10.5 Packing cases and materials will be charged to the Buyer.
10.6 The price is based upon designs, technical specifications and labour, materials and transport costs and costs of conforming to statutory obligations ruling at the time of quotation or order placement. In the event of changes being requested subsequently by the Buyer or required by law or otherwise due to matters beyond the Seller's control the Seller reserves the right to modify technical specifications, delivery or service schedules and prices at any time on giving notice in writing.
11. Guarantee {note: delete the part in square brackets for non MTM equipment}
11.1 The Seller shall make good by replacement, or at its option, repair any defect in Seller's Equipment supplied by it which, under proper use and excluding fair wear and tear, arises solely from faults in the Seller's materials or workmanship and which,
11.1.1, in the case of new Seller's Equipment, appears within 12 calendar months of delivery [operated on a single shift or 2,600 operating hours (whichever is the sooner)], or
11.1.2, in the case of factory rebuilt Seller's Equipment, appears within 6 months of delivery [operated on a single shift or 1,300 operating hours (whichever is the sooner)].
11.2, in the case of goods that are not of the Seller's manufacture the Buyer shall only be entitled to such benefits as may be recoverable from the supplier.
12. Liability
12.1 The Seller shall not be liable for
12.1.1 any indirect or consequential losses
12.1.2 any loss or damage to any material in the course of being processed by the Equipment
12.1.3 any losses exceeding in aggregate the price paid by the Buyer under the same contract
12.1.4 any loss of profit or opportunity
12.1.5 any delay in performance or non‑performance due to circumstances beyond the Seller's reasonable control
12.1.6 save to the extent provided in the Seller's quotation any delay in anticipated delivery time.
12.2 The Seller's aggregate liabilities in connection with any contract with the Buyer shall be limited to the amount paid by the Buyer in respect of the same contract provided that this shall not limit the Seller's liability for negligence or wilful default directly causing personal injury.
12.3 All descriptions and illustrations contained in catalogues, price lists and any other advertising matter are intended merely to present a general idea of the services and products and shall not form part of the contract unless specifically incorporated therein.
12.4 The parties acknowledge that the charges for the services and Seller's Equipment supplied reflect the scope of the liabilities of the parties set out in this clause 12.
12.5 No warranty is given or implied as to the suitability of Seller's Equipment for use in a country other than that for which it was originally ordered or for use with material not conforming to samples tested by the Seller and approved for use.
13 Intellectual property
13.1 The Seller or Molins PLC or any other subsidiary of Molins PLC shall at all times retain full right and title to any intellectual property in Seller's Equipment including (but not limited to) inventions, whether patentable or not, designs, copyright and know‑how, notwithstanding that the parties may cooperate in specifying the performance, design or construction of the Seller's Equipment.
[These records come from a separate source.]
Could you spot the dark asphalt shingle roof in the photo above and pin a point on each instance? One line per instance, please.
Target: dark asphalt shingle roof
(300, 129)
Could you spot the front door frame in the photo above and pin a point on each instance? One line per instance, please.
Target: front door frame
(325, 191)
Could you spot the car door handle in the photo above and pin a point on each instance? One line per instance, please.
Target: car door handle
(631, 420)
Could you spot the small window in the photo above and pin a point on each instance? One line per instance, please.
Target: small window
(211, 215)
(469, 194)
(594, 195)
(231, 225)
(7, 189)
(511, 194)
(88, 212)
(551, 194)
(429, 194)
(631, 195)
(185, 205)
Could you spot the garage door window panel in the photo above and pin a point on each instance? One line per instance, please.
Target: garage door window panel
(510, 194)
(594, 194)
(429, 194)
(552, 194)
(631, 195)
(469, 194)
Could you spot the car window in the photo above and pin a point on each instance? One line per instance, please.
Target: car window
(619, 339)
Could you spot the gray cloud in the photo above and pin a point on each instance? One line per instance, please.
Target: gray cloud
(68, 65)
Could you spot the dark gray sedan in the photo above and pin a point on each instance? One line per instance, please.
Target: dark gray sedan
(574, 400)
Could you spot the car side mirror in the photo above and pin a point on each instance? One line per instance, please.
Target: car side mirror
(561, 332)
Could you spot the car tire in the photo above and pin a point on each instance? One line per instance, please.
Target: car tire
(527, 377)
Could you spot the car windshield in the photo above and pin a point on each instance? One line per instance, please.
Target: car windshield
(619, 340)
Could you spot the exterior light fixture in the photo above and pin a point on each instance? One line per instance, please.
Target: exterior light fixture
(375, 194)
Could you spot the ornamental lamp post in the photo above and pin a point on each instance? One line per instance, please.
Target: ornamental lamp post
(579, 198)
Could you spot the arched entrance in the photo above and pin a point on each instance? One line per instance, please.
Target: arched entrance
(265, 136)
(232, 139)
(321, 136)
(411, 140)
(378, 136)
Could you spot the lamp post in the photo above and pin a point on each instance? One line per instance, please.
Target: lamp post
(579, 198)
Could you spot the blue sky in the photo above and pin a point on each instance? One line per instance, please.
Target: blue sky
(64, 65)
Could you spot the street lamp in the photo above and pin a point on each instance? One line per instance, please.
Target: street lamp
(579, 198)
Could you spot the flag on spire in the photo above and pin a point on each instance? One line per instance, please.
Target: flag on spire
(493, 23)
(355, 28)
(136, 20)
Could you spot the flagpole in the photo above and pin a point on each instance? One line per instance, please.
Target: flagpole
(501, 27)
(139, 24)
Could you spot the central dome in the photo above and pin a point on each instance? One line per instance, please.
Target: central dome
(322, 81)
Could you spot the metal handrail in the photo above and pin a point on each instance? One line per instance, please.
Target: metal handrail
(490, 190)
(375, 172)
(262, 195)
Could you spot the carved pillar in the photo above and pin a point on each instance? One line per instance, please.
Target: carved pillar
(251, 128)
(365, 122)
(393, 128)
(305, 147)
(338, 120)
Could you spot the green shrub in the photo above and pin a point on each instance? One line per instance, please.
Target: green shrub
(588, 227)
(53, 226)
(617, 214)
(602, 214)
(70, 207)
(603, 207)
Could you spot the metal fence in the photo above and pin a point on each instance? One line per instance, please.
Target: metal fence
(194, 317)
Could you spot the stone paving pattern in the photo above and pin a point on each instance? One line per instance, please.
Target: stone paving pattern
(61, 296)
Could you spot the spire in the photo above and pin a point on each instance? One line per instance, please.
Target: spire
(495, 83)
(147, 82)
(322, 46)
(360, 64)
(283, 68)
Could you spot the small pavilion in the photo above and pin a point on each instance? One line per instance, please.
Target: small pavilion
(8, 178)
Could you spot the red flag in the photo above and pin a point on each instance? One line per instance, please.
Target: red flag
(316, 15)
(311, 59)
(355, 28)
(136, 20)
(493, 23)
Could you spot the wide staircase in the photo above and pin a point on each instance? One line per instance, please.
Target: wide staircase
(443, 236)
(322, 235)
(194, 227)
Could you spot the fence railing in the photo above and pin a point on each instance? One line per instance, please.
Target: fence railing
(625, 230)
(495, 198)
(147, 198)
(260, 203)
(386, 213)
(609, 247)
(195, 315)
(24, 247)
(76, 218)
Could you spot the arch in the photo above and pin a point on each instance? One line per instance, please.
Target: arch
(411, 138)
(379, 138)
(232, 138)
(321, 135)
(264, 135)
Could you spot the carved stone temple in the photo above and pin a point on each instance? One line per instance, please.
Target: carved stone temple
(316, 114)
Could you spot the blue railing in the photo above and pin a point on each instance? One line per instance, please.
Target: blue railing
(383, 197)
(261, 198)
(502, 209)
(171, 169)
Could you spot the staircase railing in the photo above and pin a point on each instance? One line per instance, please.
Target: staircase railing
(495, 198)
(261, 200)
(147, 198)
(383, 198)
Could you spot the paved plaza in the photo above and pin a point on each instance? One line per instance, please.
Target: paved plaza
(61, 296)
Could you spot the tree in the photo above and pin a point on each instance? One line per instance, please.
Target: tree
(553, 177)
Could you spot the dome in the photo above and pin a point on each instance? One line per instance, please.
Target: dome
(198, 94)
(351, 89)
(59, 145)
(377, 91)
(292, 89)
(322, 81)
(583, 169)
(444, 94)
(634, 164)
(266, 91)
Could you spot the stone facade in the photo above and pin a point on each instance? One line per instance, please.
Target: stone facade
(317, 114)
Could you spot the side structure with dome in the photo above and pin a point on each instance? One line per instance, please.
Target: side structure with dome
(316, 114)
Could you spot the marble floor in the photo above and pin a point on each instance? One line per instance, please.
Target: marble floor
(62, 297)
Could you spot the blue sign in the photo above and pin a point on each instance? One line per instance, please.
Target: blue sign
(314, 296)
13.2 The Buyer is deemed by entry into the contract to agree to cooperate in the obtaining or enforcement of any intellectual property rights by the Seller at the Seller's cost.
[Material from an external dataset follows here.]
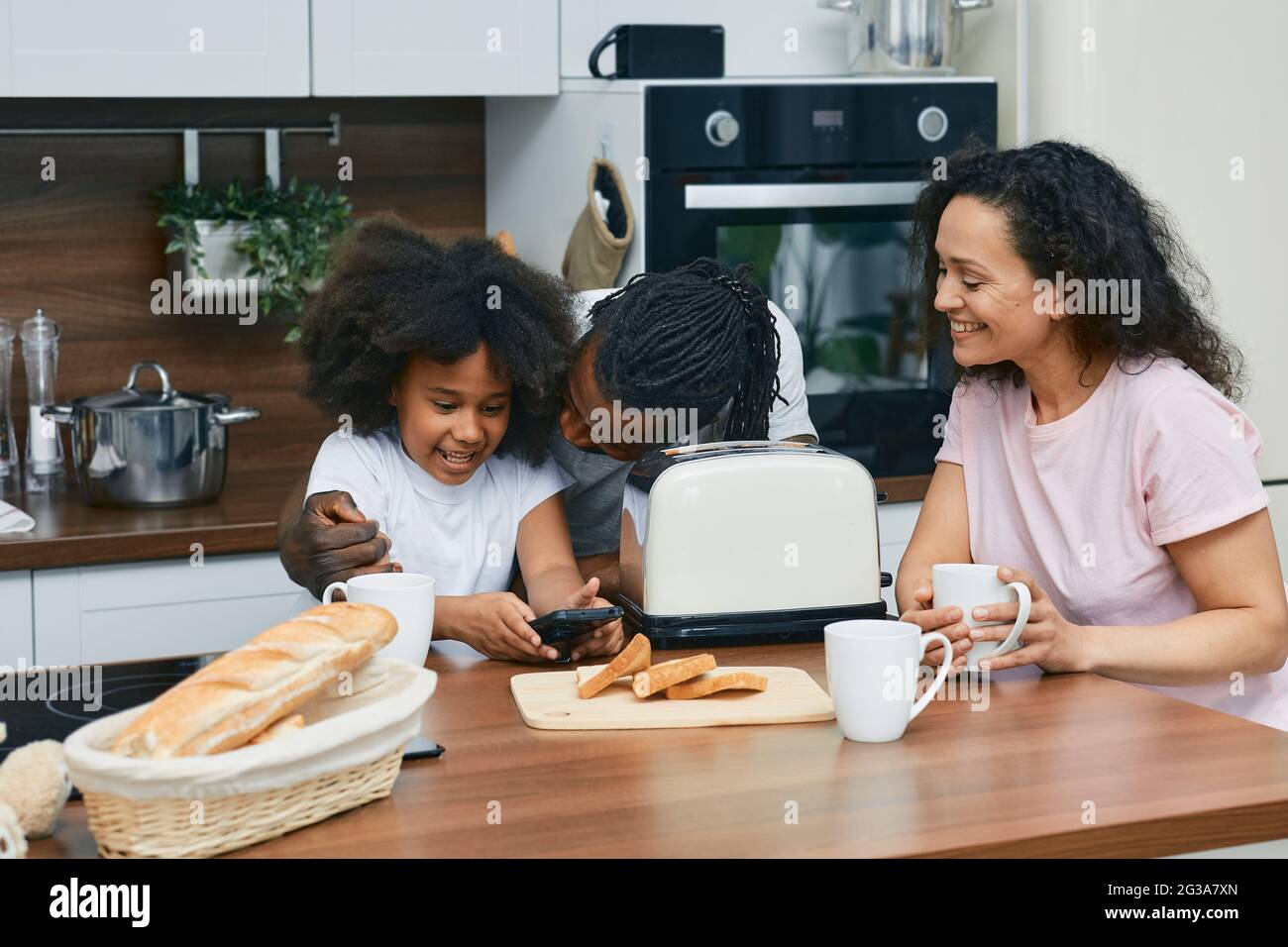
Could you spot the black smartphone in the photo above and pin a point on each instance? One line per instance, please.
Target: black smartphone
(570, 626)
13.3 Subject to clause 12.2 the Seller agrees to indemnify the Buyer against any claims or liabilities arising out of any infringement of any third party intellectual property rights arising from possession or use of Seller's Equipment provided the Seller is immediately given absolute control of the defence of any claim of infringement. The Seller shall be entitled to modify the Seller's Equipment for the purposes of defence or settlement of any third party claims or potential claims.
14. Law
Any contract for sale between the Seller and the Buyer shall be governed by and construed in accordance with the laws of England. The United Nations Convention on Contracts for the International Sale of Goods shall not apply to any sale of goods by the Seller.